A recent discovery has revealed that haemoglobin isn’t used by red blood cells (RBCs) alone.
About Haemoglobin (Hb)
- It is an iron-containing protein found in the red blood cells that carries oxygen from the lungs to the body's tissues and returns carbon dioxide from the tissues back to the lungs.
- It is made up of four protein molecules (globulin chains) that are connected together.
- Haemoglobin forms an unstable reversible bond with oxygen. In the oxygenated state, it is called oxyhemoglobin and is bright red; in the reduced state, it is purplish blue.
- It also plays an important role in maintaining the shape of the RBCs. In their natural shape, RBCs are round with narrow centers resembling a donut without a hole in the middle.
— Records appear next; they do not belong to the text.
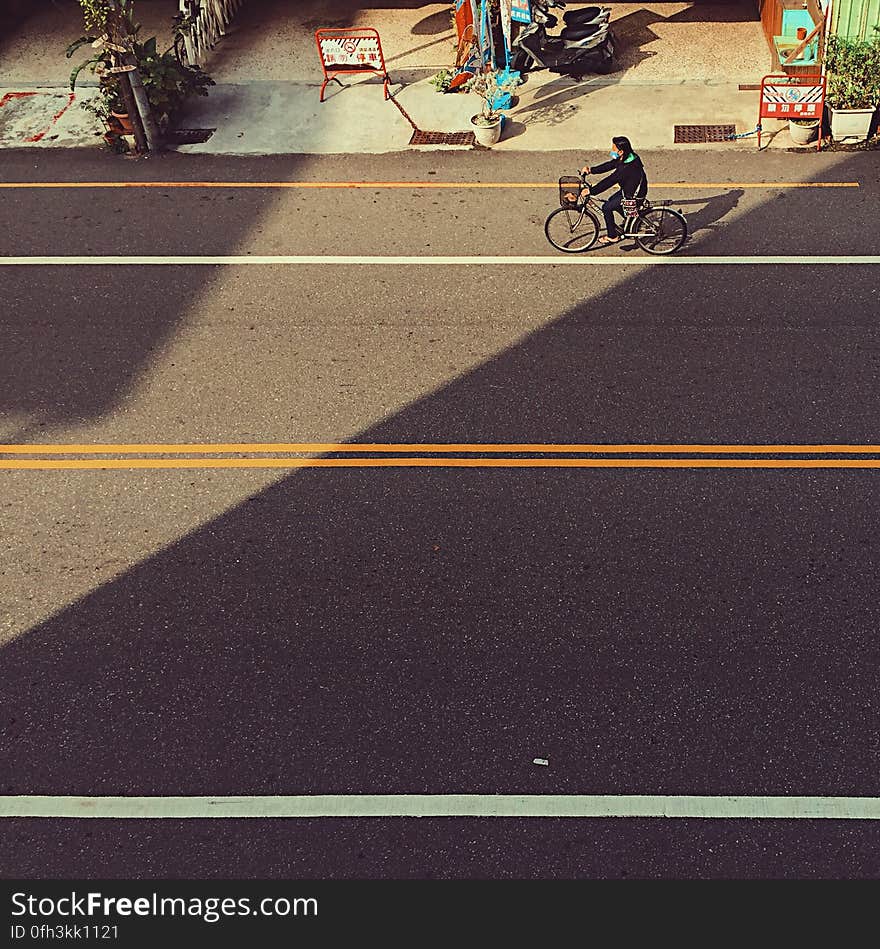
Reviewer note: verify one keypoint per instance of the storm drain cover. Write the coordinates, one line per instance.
(189, 136)
(441, 138)
(690, 134)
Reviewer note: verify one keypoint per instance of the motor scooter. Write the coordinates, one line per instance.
(574, 21)
(587, 49)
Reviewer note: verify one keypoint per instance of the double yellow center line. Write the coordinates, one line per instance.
(447, 455)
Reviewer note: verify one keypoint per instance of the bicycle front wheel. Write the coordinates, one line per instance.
(572, 230)
(660, 230)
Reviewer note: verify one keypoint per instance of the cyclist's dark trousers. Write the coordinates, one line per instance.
(608, 208)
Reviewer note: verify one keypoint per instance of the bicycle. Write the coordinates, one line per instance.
(574, 226)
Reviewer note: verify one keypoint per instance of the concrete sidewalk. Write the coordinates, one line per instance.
(679, 64)
(552, 113)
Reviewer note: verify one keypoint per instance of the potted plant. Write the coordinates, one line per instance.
(492, 88)
(803, 131)
(167, 83)
(853, 86)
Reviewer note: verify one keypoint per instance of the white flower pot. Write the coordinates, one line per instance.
(850, 123)
(803, 134)
(486, 134)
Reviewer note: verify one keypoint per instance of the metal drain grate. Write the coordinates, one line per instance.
(188, 136)
(691, 134)
(441, 138)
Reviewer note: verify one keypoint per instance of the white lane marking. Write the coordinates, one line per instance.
(445, 805)
(555, 261)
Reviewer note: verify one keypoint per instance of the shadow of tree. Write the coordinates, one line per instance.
(431, 631)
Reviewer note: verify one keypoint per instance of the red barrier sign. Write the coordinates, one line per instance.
(355, 50)
(792, 97)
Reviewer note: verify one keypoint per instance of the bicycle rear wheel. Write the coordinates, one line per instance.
(660, 230)
(572, 230)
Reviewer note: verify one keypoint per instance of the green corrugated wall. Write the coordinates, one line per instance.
(855, 19)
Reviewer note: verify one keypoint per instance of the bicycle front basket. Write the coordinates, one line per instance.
(569, 185)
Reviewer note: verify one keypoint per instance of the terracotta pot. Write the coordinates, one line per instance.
(123, 119)
(486, 135)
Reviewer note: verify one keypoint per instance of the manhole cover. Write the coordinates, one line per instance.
(690, 134)
(189, 136)
(441, 138)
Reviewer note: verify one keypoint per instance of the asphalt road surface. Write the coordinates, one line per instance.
(356, 629)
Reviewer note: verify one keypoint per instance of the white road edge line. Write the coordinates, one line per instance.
(560, 261)
(444, 805)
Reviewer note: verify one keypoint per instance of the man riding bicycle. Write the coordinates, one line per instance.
(628, 172)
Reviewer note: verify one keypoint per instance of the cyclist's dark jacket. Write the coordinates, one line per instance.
(629, 175)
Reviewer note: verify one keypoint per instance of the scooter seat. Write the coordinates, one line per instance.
(581, 32)
(581, 16)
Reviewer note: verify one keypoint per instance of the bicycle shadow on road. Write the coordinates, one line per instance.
(709, 216)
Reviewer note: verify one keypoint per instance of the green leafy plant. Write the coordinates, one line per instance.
(441, 80)
(853, 73)
(489, 88)
(168, 84)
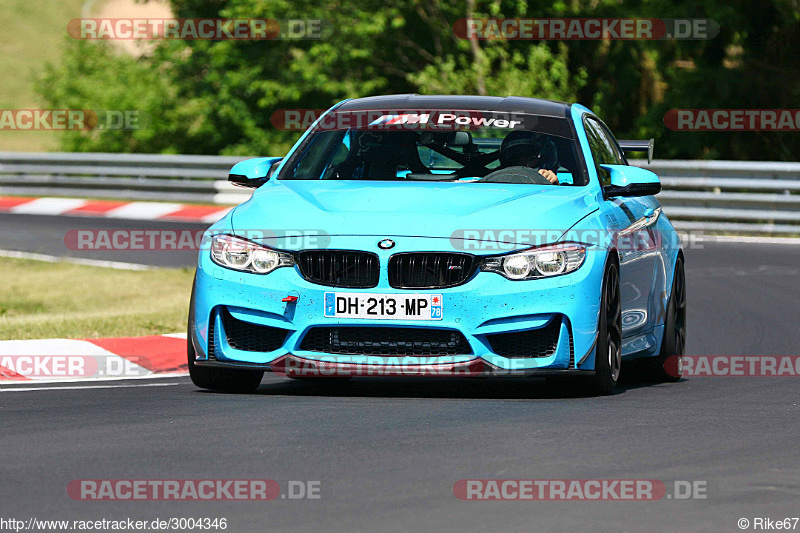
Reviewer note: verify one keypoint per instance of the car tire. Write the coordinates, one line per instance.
(218, 379)
(608, 354)
(668, 365)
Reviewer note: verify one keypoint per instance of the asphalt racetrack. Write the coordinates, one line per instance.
(387, 452)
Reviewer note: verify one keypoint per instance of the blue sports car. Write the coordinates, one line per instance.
(414, 235)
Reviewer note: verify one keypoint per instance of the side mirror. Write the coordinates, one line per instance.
(253, 173)
(631, 181)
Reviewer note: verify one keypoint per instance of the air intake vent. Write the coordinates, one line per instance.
(339, 268)
(429, 270)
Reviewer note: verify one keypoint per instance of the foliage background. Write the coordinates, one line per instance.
(216, 97)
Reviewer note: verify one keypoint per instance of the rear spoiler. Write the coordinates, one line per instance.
(638, 146)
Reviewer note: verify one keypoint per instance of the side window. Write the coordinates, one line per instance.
(604, 148)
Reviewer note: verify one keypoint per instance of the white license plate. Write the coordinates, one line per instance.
(383, 306)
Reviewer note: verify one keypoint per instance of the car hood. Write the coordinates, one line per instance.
(410, 209)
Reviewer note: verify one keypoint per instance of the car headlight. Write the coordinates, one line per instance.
(535, 263)
(240, 254)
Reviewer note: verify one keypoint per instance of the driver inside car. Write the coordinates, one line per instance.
(526, 157)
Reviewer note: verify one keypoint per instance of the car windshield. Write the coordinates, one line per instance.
(446, 146)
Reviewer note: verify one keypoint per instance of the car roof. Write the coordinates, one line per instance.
(508, 104)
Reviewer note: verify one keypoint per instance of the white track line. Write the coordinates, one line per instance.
(753, 240)
(28, 389)
(74, 260)
(48, 206)
(143, 210)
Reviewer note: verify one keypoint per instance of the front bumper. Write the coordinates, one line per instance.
(488, 304)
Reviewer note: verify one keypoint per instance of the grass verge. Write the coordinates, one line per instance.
(59, 300)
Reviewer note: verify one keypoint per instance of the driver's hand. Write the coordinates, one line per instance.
(549, 175)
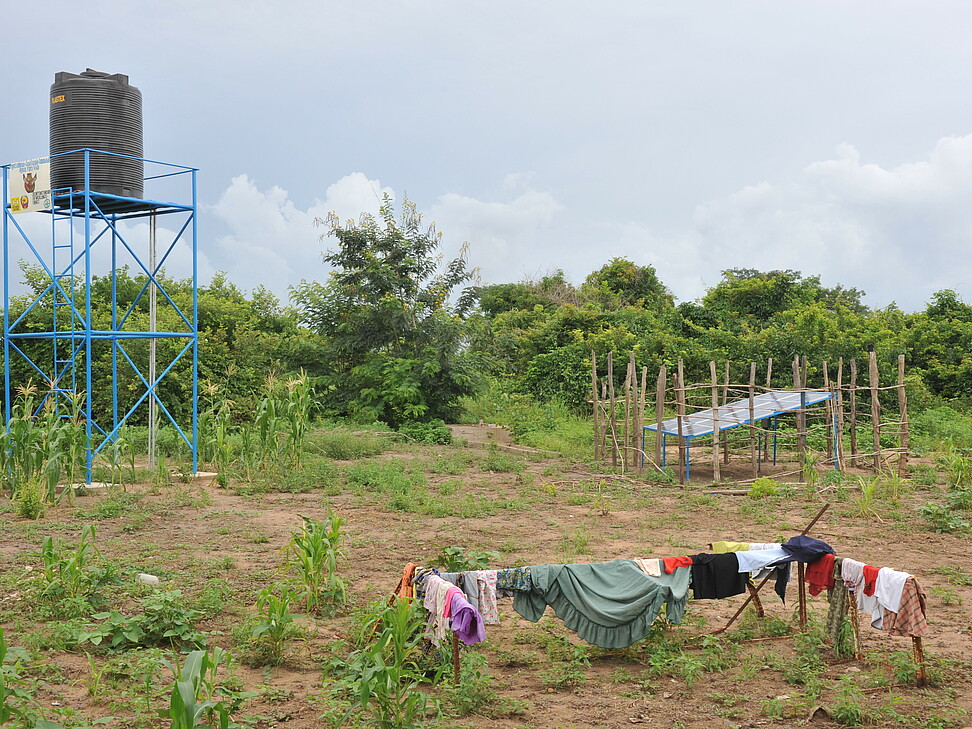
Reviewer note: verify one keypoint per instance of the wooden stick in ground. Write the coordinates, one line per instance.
(680, 405)
(716, 473)
(853, 412)
(769, 386)
(920, 678)
(612, 422)
(659, 410)
(855, 620)
(633, 443)
(830, 414)
(839, 455)
(604, 420)
(455, 659)
(627, 418)
(801, 442)
(802, 579)
(597, 407)
(725, 434)
(640, 435)
(757, 603)
(875, 407)
(754, 460)
(759, 587)
(903, 409)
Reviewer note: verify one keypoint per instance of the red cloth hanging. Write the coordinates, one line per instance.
(820, 574)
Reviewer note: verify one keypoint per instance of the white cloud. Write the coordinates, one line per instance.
(506, 238)
(900, 233)
(271, 242)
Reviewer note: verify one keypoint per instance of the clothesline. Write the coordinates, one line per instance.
(613, 604)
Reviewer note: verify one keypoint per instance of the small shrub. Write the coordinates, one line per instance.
(942, 519)
(459, 559)
(763, 487)
(432, 432)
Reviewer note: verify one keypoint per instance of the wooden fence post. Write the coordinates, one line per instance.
(875, 407)
(801, 441)
(680, 394)
(597, 408)
(660, 387)
(853, 410)
(839, 454)
(903, 409)
(716, 474)
(640, 435)
(725, 434)
(753, 446)
(613, 420)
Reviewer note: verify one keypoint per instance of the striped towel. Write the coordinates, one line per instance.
(910, 618)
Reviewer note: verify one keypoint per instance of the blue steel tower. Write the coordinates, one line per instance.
(91, 228)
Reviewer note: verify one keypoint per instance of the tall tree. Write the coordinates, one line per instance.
(394, 337)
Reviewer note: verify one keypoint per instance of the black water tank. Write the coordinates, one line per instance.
(96, 110)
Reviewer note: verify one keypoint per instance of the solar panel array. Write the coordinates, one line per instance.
(734, 414)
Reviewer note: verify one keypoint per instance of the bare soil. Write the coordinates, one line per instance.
(563, 512)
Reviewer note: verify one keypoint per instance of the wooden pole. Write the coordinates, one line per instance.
(725, 400)
(753, 456)
(802, 578)
(853, 412)
(627, 418)
(903, 409)
(716, 472)
(830, 414)
(455, 658)
(920, 678)
(766, 579)
(613, 419)
(660, 386)
(769, 386)
(641, 418)
(680, 402)
(855, 620)
(875, 407)
(597, 407)
(633, 443)
(839, 455)
(801, 441)
(605, 426)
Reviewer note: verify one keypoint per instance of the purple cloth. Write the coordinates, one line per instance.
(466, 621)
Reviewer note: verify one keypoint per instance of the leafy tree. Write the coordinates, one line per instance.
(623, 283)
(394, 341)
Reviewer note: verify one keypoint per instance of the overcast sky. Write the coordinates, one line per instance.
(834, 138)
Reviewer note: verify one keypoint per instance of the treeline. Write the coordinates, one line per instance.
(393, 334)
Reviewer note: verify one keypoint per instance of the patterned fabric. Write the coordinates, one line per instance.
(651, 567)
(839, 603)
(484, 582)
(515, 578)
(436, 590)
(910, 618)
(404, 589)
(723, 547)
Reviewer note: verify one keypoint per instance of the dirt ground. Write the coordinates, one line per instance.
(547, 511)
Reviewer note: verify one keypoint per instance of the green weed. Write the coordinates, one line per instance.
(313, 554)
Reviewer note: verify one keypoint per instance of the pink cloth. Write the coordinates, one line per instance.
(447, 610)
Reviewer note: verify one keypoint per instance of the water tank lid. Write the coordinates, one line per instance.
(119, 78)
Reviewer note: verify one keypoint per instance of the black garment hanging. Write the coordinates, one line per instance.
(716, 576)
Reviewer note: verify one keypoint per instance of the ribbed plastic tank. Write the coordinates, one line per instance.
(102, 111)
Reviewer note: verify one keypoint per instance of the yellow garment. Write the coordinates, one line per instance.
(723, 547)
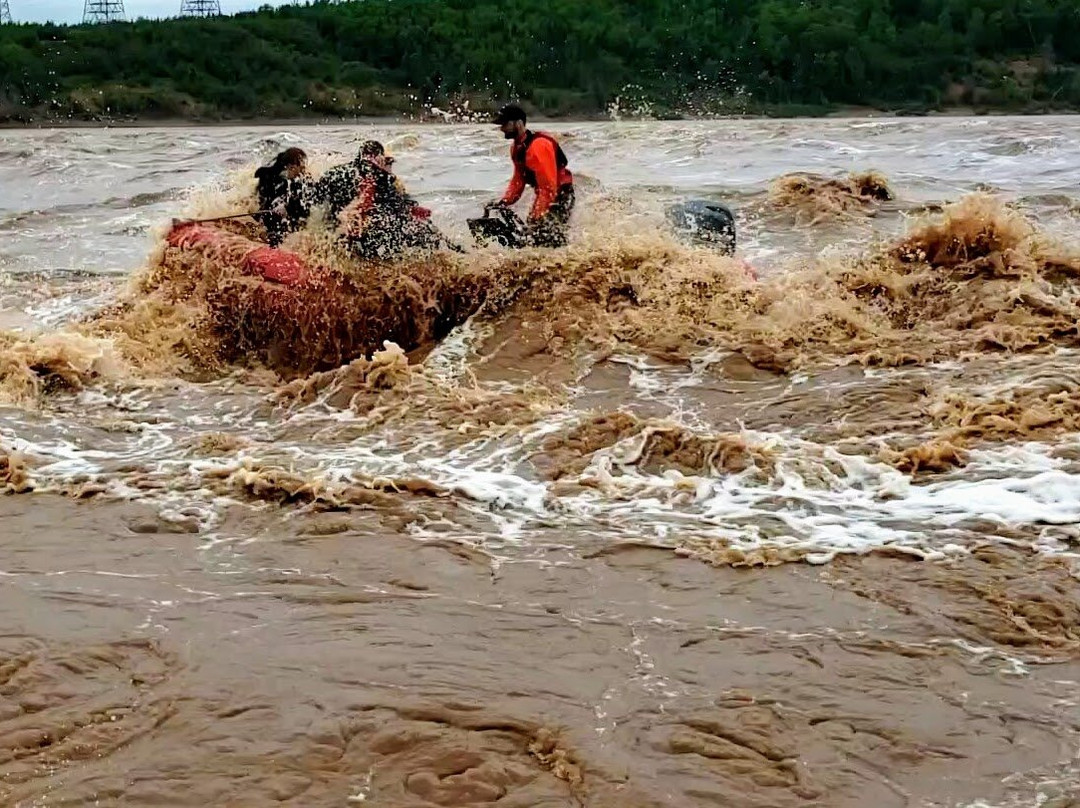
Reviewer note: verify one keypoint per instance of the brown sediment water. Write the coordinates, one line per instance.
(617, 525)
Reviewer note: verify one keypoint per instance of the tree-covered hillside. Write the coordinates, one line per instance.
(561, 56)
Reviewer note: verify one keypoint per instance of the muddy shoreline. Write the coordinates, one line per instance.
(336, 660)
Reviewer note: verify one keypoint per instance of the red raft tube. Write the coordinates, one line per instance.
(251, 257)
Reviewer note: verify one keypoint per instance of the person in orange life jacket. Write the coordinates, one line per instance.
(539, 163)
(381, 219)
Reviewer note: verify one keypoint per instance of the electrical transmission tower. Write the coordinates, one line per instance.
(200, 8)
(103, 11)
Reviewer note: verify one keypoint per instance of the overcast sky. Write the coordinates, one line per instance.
(70, 11)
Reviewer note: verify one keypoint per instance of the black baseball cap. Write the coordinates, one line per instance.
(508, 113)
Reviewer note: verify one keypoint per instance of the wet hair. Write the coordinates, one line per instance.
(509, 113)
(372, 148)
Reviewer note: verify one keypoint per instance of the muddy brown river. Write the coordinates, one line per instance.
(634, 529)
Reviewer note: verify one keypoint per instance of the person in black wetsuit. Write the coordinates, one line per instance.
(377, 218)
(284, 191)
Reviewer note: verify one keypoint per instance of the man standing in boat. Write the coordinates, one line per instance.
(539, 163)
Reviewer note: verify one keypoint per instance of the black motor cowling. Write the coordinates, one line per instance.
(704, 223)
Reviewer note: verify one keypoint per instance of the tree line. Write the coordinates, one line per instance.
(561, 57)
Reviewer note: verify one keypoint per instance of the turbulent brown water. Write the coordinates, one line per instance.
(617, 525)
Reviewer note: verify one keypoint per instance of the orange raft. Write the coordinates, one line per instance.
(269, 305)
(252, 258)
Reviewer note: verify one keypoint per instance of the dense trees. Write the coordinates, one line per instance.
(562, 56)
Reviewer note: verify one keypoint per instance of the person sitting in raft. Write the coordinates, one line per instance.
(539, 163)
(380, 220)
(284, 191)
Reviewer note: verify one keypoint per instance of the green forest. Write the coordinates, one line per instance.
(558, 57)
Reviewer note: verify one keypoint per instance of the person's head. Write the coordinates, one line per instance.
(375, 152)
(293, 161)
(511, 120)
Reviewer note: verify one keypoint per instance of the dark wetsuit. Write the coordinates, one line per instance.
(277, 190)
(391, 220)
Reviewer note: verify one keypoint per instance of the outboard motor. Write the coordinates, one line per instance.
(704, 223)
(508, 229)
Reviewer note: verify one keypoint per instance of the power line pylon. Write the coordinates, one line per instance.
(200, 8)
(103, 11)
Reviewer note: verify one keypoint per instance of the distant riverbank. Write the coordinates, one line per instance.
(660, 59)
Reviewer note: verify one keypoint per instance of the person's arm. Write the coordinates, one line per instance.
(516, 187)
(351, 219)
(541, 161)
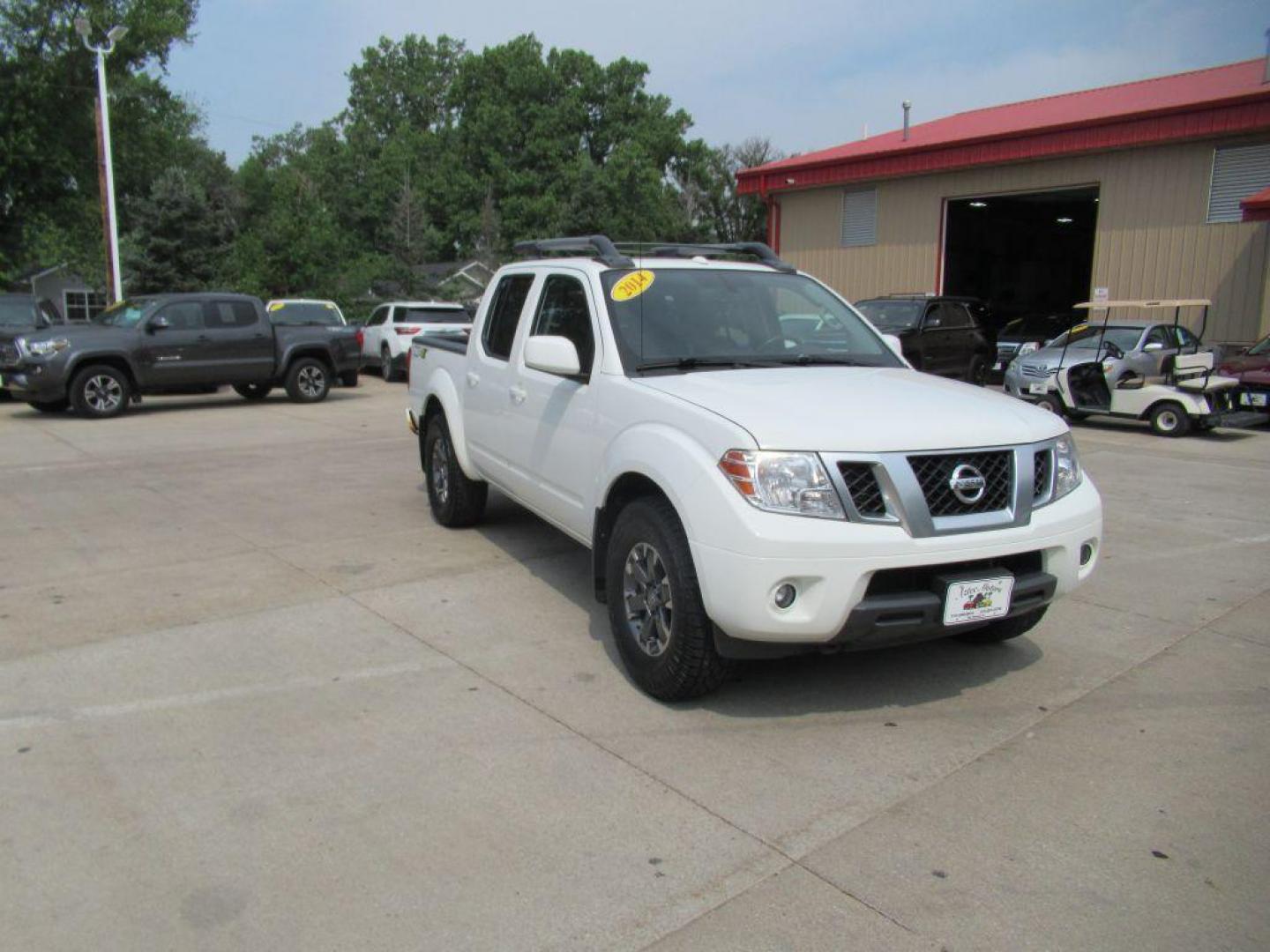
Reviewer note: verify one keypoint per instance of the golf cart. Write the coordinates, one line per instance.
(1185, 395)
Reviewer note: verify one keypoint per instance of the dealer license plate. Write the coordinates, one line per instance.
(977, 600)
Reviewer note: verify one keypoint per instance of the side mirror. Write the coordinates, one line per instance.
(895, 346)
(551, 354)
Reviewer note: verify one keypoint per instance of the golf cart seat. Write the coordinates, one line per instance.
(1194, 372)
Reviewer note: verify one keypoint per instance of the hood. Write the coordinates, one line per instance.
(860, 409)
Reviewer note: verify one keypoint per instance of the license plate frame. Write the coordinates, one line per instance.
(969, 600)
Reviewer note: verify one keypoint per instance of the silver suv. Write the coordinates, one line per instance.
(1131, 349)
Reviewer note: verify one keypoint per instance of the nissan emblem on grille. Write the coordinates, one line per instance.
(967, 484)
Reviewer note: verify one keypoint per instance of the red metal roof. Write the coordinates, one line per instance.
(1256, 207)
(1222, 100)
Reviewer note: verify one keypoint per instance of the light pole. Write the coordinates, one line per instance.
(106, 169)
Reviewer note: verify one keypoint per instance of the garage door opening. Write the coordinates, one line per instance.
(1024, 253)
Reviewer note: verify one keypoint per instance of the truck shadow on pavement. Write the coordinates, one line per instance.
(850, 681)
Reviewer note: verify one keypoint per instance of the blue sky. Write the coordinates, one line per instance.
(808, 75)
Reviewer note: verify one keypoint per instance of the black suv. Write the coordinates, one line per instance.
(938, 334)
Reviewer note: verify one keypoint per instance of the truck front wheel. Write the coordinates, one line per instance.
(455, 499)
(654, 606)
(101, 391)
(308, 381)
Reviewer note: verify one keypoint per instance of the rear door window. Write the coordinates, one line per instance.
(222, 315)
(563, 311)
(504, 314)
(183, 315)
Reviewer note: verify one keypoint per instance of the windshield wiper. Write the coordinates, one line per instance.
(691, 363)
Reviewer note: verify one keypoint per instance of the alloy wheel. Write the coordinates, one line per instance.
(649, 599)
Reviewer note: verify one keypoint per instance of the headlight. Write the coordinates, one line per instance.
(782, 482)
(42, 348)
(1067, 467)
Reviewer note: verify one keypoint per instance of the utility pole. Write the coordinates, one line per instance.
(106, 167)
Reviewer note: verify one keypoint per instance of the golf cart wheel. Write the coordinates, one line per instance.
(1169, 419)
(1006, 628)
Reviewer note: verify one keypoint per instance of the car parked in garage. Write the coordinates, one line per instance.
(938, 334)
(386, 335)
(746, 492)
(1251, 367)
(172, 344)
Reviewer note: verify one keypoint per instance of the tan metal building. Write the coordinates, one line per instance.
(1129, 190)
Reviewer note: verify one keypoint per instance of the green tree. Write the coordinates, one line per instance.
(49, 183)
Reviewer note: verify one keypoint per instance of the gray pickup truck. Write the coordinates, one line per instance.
(175, 344)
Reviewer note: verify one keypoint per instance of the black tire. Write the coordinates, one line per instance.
(308, 380)
(1050, 401)
(456, 501)
(669, 652)
(1004, 629)
(253, 391)
(1169, 419)
(977, 372)
(49, 406)
(101, 391)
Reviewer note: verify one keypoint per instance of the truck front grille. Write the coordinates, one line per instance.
(935, 475)
(865, 493)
Abnormal haemoglobin structure can, therefore, disrupt the shape of RBCs and impede their function and flow through blood vessels.
- Haemoglobin levels vary from person to person. Men usually have higher levels than women.
- What does a low haemoglobin level mean?
- A low haemoglobin level is referred to as anemia or low red blood count.
- A lower than normal number of RBCs is referred to as anemia and haemoglobin levels reflect this number.
- Some of the more common causes of anemia are:
- loss of blood (traumatic injury, surgery, bleeding, colon cancer, or stomach ulcer),
- nutritional deficiency (iron, vitamin B12, folate),
- bone marrow problems (replacement of bone marrow by cancer),
- suppression by red blood cell synthesis by chemotherapy drugs,
- kidney failure, and
- abnormal hemoglobin structure (sickle cell anemia or thalassemia).
Q1) What are Proteins?
Proteins are large, complex molecules that play many critical roles in the body. They do most of the work in cells and are required for the structure, function, and regulation of the body’s tissues and organs. Proteins are made up of hundreds or thousands of smaller units called amino acids, which are attached to one another in long chains. There are 20 different types of amino acids that can be combined to make a protein.